It’s a firm belief of mine that the destination of my life is not marriage, family, and children. There is and will never be a destination for me because life is too wonderful to have an ending. I’ve always followed the belief that finding happiness by means of traveling, exploring the world, creating art, and writing pieces that bring joy to other people is the most important aspect of this life’s journey.
But it’s not to put a stake through the heart of marriage or family. I just don’t believe they are the only means to my happiness. They are a nice additive to my already amazing and well-earned life.
In the past 3 years, I learnt the most important thing about a relationship is the ability to be an individual while maintaining a partnership that requires some alteration of myself but not to the point where my friends and families don’t recognize me.
A relationship should bring the best out of you through times of toughness and roughness, in times of roses and honey.
I want to still like who I become and be proud of what I have to offer, no matter the partnership formed or the where my life flows down towards.

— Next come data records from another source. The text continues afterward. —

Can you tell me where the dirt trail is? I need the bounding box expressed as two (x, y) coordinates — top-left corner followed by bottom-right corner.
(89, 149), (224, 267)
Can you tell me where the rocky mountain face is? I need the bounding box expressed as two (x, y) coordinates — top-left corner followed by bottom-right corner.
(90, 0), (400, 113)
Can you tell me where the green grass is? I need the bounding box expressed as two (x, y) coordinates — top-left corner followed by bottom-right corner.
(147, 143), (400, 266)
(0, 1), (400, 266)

And this is the truth with friendship and jobs as well.
In the past 3 years with my boyfriend, I’ve learnt to forgive, to accept change, to let go (some) of my ego, and to be someone’s pillar when times get rough. I learnt I can offer more, I am worth more, and I deserve so much. We’ve gone through more ups than downs, we’ve traveled and explored the world, and our morals and ethics align themselves that even if our dreams change, the person I love is still the same.
So when he finally asked me to continue my adventure with his, how could I say no?

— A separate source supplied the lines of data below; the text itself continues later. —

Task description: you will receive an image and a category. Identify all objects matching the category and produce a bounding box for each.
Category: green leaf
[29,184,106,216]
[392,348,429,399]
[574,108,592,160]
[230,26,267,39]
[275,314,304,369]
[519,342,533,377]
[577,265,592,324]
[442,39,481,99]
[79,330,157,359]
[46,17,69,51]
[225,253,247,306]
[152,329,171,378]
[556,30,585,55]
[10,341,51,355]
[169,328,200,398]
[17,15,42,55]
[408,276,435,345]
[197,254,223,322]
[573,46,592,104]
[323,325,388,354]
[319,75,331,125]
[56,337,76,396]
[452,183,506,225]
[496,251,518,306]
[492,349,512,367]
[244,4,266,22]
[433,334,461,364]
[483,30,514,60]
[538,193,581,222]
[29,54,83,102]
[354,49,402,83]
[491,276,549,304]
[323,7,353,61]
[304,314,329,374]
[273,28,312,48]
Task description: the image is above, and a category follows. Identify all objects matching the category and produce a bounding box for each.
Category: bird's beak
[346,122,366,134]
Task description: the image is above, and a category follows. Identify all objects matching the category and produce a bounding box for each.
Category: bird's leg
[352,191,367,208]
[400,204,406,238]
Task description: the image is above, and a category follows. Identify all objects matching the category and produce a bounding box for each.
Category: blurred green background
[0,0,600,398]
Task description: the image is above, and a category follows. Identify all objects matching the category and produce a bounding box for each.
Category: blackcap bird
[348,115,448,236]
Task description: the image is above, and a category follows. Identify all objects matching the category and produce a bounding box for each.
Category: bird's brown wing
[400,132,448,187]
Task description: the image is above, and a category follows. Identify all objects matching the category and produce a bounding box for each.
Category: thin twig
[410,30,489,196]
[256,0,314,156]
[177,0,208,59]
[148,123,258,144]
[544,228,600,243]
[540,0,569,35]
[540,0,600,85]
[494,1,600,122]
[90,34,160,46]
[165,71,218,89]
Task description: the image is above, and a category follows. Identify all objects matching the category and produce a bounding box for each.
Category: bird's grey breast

Not one for fanfare, it was a quiet proposal by Lake Geneva. The rain had finally stopped, a swan was swimming towards Château de Chillon, flowers in full blooms and the sun trying ever so hard to peek through the clouds clinging closely to the edges of the Alps, but eventually losing its battle.
As a child, I had always wanted to escape into the puzzle (read blog post here). The chateau offered the idea that if I dreamed hard enough, if I worked hard enough, I could step into that world and leave behind my sad and angst-y childhood.
So he was listening to me when I told him the story. With a view of the chateau, he gave me a book and a necklace since I can’t wear rings. A zircon was set encircled by diamonds, as zircons are considered by geologist as the diary to the earth’s surface. The handmade book, which he spent several months taking a book binding class to learn to make, had a simple request:
I like to joke that we are now affianced to each other instead of him being affianced to me since we have both proposed.